The white champagnes of Dom Perignon tend to reveal beautiful aromas of almond and cocoa on the nose, followed by a burst of white fruit and dried white flowers. At the end, this champagne reveals its maturity through the elegant toasted notes and a hint of spice rounding out the finish. The P2 editions of Dom Perignon tend to be even fuller and more intense on the nose, releasing fragrances of honeysuckle, oranges and toasted almonds. Depending on the vintage, the finish reveals plenty of energy and verve, along with a smoky touch. Finally, the P3 Dom Perignon Brut is still bigger, more voluminous and powerful, with a richness of fruit that almost masks its effervescence.
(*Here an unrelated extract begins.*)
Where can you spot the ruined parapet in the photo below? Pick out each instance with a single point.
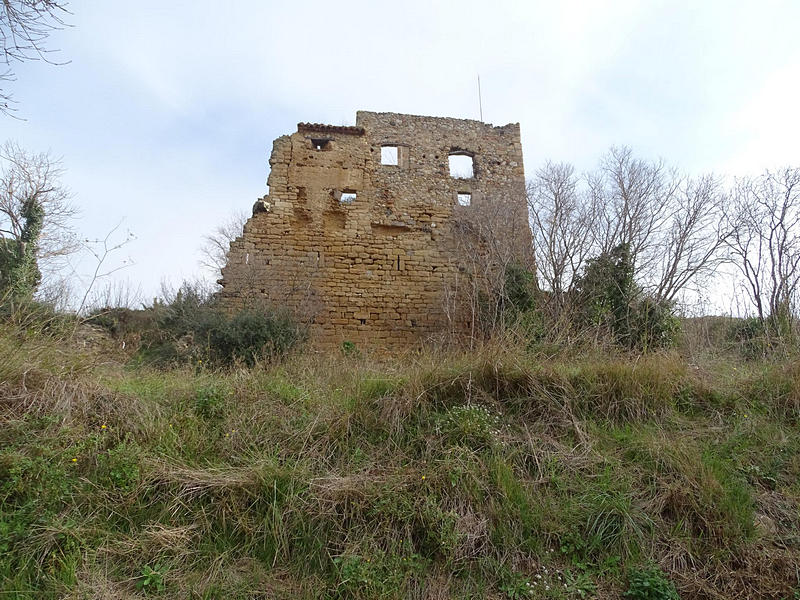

Even through decades of age, a Dom Perignon P3 champagne maintains an impeccable natural “bouncy” freshness, which balances its big, bold body beautifully.
The Dom Perignon Vintage Rosé cuvée is a very special rosé champagne, with a captivating aromatic bouquet of ripe fruit, like figs, roasted apricots and confit orange, along with a smoky touch. On the palate, this rosé champagne shows off a great intensity as well as a succulent, crunchy, juicy texture. A vinous champagne full of energy, the Dom Perignon Rosé offers a saline, iodized finish. This wine will stand up perfectly to dishes with a rich, unctuous texture, such as the classics of Italian, Spanish and French cuisine.